Smith-Miles, K. A., & Islam, R. M. (2011). In Meta-Learning in Computational Intelligence (pp. 77-95). Springer, Berlin, Heidelberg.

This article analyzes how to select a smaller subset from a large data set without losing much information. An instance selection method using k-means clustering is applied to 112 classification data sets with different compression rates. Viscovery SOMine is used to cluster the data sets with respect to their statistical properties and to analyze the classification accuracy of a naive Bayes classifier with respect to the compression rate. This model enables the optimal compression rate to be predicted for new data sets.

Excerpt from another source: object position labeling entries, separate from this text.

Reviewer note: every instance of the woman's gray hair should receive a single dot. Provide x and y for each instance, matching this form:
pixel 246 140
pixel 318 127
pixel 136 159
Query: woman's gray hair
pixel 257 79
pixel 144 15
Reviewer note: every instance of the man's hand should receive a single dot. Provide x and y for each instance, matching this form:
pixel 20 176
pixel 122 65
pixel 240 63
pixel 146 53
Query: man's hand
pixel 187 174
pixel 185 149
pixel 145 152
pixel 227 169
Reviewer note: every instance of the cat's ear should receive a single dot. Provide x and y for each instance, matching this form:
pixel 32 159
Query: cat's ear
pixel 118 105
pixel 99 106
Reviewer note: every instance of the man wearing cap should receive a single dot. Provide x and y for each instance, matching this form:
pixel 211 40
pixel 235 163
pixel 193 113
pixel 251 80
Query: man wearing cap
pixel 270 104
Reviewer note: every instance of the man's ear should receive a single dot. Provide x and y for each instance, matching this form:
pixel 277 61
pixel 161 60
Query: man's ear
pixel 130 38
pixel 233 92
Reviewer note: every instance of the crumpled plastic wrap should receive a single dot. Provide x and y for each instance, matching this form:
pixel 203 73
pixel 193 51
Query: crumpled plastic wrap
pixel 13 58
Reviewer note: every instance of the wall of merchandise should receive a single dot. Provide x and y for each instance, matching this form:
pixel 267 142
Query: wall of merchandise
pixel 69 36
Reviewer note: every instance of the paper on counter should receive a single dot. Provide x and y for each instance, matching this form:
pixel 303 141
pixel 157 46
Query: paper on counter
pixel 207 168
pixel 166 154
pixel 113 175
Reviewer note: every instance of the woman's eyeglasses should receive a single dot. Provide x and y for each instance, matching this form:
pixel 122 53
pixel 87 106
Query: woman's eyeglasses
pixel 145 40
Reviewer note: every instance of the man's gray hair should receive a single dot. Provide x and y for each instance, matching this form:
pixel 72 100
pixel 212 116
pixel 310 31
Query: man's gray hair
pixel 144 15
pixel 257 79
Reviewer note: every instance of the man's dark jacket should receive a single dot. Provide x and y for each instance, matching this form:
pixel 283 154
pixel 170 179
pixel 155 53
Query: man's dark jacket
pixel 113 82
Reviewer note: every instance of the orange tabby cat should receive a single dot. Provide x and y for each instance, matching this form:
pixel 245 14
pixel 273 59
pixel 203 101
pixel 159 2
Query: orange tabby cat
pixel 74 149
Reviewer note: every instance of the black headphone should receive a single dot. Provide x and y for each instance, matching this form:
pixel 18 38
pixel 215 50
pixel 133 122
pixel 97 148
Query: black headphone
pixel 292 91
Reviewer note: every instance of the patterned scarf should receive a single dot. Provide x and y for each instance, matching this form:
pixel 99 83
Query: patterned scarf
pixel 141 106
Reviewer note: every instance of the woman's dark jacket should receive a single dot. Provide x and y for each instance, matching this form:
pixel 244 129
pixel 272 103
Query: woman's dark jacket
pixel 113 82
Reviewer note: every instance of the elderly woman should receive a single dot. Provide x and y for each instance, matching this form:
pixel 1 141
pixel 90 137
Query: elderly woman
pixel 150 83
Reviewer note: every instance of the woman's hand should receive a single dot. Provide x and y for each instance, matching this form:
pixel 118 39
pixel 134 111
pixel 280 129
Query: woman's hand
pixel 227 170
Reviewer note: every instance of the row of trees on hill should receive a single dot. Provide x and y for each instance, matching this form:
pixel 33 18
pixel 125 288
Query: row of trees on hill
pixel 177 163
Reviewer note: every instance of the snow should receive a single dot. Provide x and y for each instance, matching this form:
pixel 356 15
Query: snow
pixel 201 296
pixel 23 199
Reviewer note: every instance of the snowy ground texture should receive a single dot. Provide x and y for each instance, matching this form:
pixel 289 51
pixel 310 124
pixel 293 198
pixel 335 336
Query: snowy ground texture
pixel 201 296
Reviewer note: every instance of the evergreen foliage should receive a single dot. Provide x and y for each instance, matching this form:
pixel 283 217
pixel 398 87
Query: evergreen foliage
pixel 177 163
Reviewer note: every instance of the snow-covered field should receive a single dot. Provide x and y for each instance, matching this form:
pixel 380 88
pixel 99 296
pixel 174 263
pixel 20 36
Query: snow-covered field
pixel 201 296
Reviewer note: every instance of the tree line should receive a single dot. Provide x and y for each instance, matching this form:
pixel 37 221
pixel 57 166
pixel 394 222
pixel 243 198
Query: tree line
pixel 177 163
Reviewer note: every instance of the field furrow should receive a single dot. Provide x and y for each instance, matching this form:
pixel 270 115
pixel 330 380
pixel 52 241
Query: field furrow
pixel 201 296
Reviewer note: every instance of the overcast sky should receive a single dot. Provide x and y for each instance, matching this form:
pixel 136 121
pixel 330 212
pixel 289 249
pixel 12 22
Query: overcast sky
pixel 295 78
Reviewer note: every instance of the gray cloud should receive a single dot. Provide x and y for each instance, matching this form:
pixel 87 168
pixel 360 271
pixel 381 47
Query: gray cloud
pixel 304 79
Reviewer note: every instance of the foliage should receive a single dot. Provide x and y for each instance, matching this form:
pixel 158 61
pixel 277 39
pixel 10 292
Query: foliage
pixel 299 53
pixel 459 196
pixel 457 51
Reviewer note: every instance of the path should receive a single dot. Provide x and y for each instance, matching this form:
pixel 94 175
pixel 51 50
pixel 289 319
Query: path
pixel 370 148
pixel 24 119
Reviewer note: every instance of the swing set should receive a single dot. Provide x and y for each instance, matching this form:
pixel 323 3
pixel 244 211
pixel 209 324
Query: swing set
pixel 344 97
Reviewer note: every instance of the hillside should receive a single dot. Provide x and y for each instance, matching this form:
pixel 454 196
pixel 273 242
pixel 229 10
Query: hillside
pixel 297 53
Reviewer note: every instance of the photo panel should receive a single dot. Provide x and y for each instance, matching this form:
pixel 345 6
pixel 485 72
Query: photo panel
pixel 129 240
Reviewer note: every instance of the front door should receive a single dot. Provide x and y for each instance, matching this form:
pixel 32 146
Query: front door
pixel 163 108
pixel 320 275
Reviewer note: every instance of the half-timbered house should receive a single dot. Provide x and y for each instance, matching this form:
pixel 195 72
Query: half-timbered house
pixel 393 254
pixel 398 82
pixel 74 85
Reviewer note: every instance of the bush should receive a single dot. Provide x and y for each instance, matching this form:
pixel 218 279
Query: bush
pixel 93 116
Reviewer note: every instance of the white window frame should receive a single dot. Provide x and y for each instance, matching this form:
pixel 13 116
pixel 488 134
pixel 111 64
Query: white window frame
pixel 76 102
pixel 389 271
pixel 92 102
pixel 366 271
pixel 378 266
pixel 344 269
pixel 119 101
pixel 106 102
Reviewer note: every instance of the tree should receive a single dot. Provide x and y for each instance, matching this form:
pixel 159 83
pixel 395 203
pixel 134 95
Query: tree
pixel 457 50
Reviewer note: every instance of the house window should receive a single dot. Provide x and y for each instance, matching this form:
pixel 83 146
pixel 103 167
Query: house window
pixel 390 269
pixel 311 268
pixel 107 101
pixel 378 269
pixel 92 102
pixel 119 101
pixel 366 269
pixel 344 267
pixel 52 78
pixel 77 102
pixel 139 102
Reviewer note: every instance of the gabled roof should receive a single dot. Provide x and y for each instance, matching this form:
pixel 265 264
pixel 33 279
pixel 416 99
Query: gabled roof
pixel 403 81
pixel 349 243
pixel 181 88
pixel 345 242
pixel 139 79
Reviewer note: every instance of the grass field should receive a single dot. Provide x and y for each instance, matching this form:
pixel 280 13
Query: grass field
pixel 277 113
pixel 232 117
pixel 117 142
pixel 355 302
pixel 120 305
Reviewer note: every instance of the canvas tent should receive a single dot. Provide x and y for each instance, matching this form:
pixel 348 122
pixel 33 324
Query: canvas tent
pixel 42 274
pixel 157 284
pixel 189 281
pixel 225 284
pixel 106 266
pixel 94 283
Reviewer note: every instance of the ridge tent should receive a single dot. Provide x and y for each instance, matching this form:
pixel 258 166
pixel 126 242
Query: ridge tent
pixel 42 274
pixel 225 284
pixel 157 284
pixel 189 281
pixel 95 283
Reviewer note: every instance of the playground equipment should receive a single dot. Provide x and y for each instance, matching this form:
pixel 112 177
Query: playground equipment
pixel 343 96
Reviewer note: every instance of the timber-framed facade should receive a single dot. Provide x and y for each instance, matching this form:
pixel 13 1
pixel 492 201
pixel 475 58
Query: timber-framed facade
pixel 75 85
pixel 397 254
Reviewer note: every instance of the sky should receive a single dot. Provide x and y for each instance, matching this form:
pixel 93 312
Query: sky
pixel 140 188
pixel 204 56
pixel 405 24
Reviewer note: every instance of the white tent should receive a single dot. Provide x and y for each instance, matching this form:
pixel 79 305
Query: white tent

Generalising algorithm performance in instance space: a timetabling case study

Smith-Miles, K., & Lopes, L. (2011, January). In International Conference on Learning and Intelligent Optimization (pp. 524-538). Springer, Berlin, Heidelberg.

The performance of two timetabling algorithms is studied on a mix of 21 real-world and 8178 computer generated timetabling problems of university courses. The timetabling problems are characterized by 21 meta-features (such as number of courses, number of rooms, graph- theoretical measures) and clustered with Viscovery SOMine. The resulting model shows how real world and computer generated problems differ and which algorithm performs better for which kind of problems in terms of the meta-features.

Characteristic-based clustering for time series data

Wang, X., Smith, K., & Hyndman, R. (2006). Data mining and knowledge Discovery, 13(3), 335-364.

This paper proposes a feature-engineering method for clustering time series based on their structural characteristics. Viscovery SOMine's SOM-Ward algorithm is used alongside complete linkage, k-means and fuzzy c-means clustering to test the generated features.

Data visualization of asymmetric data using Sammon mapping and applications of self-organizing maps

Li, H. (2005).

The performance of several software implementations of methods based on self-organizing maps is evaluated. Viscovery SOMine is found to be helpful in determining the number of clusters and recovering the cluster structure of data sets. A genocide and politicide data set is analyzed using Viscovery SOMine, followed by another analysis using public and private college data sets with the goal to identify schools with best values.

A scalable method for time series clustering

Wang, X., Smith, K. A., Hyndman, R., & Alahakoon, D. (2004). Technical Report, Monash University.

Global measures to compare (long) time series are introduced. The self-organizing map is used for additional dimension reduction and, finally, the time series are clustered using Viscovery's SOM-Ward algorithm.

A comparison of software implementations of SOM clustering procedures

Li, H., Golden, B., Wasil, E., Zantek, P. (2002). In Intelligent engineering systems through artificial neural networks; 12; 447-452. 12th, Artificial neural networks in engineering conference; 2002; St Louis, MO.

This review presentation compares the clustering possibilities of Viscovery SOMine with those in SOM_PAK and k-means clustering implemented in the SPSS Clementine software package. The Ward algorithm of Viscovery SOMine and its modified version resulted in the best cluster recovery rates and Rand statistic values of all considered methods.